Written by Rayshawn Gibson

On May 30, with green landscapes and blue skies, the world favored those who participated in the THRIVE run yoga session.

The THRIVE program seeks to help students push through anxiety, depression and help momentarily remove the stresses of daily life. They accomplish it through an abundance of activities such as yoga, rock climbing and canoeing.

“I learned through practicing myself, that with yoga, you’re able to control your body a lot more than say, going to the gym,” said Katie Summers, a junior studying recreational management. “You’re able to focus, and block all of the negativity out of your mind.”

In the fall semester, Summers will help with THRIVE as an instructor.

Video by Garrett Elton Scroll TV

“Coming home from a long day of work or a busy day stresses out your body,” said Tyler Solomon, a junior studying recreational management. “Stretching your body and relaxing through yoga helps a lot.”

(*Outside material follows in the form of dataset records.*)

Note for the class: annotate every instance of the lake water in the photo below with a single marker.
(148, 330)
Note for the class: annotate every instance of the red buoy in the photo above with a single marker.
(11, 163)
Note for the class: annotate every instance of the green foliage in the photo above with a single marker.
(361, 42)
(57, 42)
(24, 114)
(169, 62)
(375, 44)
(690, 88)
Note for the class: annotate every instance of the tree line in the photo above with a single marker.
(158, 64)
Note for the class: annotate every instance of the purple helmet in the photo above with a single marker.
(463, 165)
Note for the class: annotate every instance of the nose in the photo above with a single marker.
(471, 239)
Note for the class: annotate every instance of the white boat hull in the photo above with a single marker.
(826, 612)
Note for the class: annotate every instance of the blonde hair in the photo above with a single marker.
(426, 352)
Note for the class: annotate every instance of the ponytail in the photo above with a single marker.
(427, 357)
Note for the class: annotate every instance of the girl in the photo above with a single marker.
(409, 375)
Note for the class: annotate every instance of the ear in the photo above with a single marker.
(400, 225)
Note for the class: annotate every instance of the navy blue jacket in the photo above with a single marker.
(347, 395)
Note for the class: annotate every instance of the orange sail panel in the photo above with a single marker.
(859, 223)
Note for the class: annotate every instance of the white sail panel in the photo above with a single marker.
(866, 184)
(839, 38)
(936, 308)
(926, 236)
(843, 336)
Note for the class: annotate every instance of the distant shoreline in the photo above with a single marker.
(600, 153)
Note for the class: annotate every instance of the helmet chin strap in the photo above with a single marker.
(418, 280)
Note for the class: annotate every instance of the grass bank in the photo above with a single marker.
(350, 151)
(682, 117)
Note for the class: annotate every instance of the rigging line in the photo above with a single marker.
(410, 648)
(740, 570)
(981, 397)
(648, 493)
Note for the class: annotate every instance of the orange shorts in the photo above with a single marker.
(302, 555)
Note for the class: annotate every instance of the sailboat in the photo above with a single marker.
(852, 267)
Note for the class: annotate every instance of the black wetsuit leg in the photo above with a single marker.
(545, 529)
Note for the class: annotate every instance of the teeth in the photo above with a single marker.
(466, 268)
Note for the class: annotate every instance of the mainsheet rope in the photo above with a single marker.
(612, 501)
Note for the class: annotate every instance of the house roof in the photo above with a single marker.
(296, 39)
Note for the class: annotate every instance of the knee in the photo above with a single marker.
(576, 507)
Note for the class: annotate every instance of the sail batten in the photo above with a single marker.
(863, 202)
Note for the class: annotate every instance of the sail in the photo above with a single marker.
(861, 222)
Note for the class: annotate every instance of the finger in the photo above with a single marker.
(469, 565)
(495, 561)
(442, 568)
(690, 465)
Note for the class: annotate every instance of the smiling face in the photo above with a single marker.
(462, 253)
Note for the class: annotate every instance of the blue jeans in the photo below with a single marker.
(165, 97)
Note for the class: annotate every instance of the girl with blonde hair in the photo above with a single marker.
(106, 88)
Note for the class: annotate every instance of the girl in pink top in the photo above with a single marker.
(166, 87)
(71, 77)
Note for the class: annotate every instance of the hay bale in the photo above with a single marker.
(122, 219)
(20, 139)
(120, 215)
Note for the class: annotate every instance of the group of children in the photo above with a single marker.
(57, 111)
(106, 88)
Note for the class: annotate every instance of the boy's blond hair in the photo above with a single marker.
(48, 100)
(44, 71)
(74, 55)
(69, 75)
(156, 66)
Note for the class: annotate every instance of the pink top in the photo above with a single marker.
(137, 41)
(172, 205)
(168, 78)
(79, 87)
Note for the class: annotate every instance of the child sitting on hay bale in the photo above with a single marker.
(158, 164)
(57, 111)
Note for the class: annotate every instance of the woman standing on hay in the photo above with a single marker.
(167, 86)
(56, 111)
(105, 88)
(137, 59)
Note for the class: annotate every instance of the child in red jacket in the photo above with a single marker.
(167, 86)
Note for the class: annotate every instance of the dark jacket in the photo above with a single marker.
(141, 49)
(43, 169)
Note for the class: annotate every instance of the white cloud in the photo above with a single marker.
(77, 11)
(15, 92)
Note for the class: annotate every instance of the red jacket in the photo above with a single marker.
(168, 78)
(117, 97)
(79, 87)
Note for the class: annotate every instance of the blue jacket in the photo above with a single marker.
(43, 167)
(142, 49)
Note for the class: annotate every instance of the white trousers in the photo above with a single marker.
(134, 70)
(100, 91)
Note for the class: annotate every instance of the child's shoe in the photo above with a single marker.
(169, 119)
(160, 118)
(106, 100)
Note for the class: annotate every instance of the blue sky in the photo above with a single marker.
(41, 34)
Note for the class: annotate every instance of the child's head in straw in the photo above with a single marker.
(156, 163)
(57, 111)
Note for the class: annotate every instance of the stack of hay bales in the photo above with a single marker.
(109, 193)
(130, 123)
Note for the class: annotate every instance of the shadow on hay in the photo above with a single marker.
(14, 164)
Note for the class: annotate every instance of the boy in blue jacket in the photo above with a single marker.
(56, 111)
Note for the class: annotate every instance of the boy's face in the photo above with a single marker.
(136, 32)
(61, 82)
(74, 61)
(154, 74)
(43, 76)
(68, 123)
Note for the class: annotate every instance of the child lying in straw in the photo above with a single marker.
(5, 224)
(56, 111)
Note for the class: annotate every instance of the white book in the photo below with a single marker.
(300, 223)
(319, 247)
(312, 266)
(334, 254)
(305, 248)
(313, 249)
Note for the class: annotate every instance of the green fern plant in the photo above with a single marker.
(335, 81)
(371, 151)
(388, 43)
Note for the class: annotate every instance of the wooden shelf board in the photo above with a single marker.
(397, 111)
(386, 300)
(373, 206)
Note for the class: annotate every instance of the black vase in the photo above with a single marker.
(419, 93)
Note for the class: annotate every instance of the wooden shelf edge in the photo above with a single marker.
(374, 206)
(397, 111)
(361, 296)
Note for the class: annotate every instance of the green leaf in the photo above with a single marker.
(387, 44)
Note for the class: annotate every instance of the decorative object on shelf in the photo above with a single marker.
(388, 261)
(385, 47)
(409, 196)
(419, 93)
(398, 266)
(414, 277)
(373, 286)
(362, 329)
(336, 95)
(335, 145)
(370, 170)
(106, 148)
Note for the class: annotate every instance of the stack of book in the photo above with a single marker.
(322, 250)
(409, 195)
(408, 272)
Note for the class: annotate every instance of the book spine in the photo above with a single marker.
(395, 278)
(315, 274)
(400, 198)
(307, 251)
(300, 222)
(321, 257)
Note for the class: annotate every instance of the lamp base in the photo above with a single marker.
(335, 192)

According to Psychology Today, yoga’s health benefits include: increasing body awareness, relieving stress, reducing muscle tension and enhancing concentration.

“Yoga means yoking; it means bringing together, and it’s bringing together the body, the spirit, breath and your mind,” said Josh Heaton, a BYU-I alumni and current yoga instructor for THRIVE. “Bringing those things together and creating a harmony within itself is kind of the purpose of yoga. It’s a natural antidote to anxiety and depression and those sort of things.”

Heaton graduated with a degree in recreational management and about three years of yoga instruction experience. He taught yoga through the THRIVE program prior to graduation and came back to teach this semester.

“Here, on BYU-I campus, it’s the best to teach yoga because you can incorporate a lot of the atonement,” Heaton said. “A lot of the yoga practices and teachings beautifully illustrate and bring to life a lot of the aspects of Christ’s atonement that make it very personal and applicable.”

Photo by Grace Wride | Scroll Photo

Though hosted by the THRIVE program, Yoga and Mental Health at the Ricks Gardens only served as a pop-up program to help students’ mental health, and are not officially held by BYU-I, according to Melissa Russell, the faculty director of THRIVE.

The next yoga event in the Ricks Gardens will be held on June 19, with the subsequent one on July 10; both at 7 p.m. THRIVE will be hosting other events throughout the semester.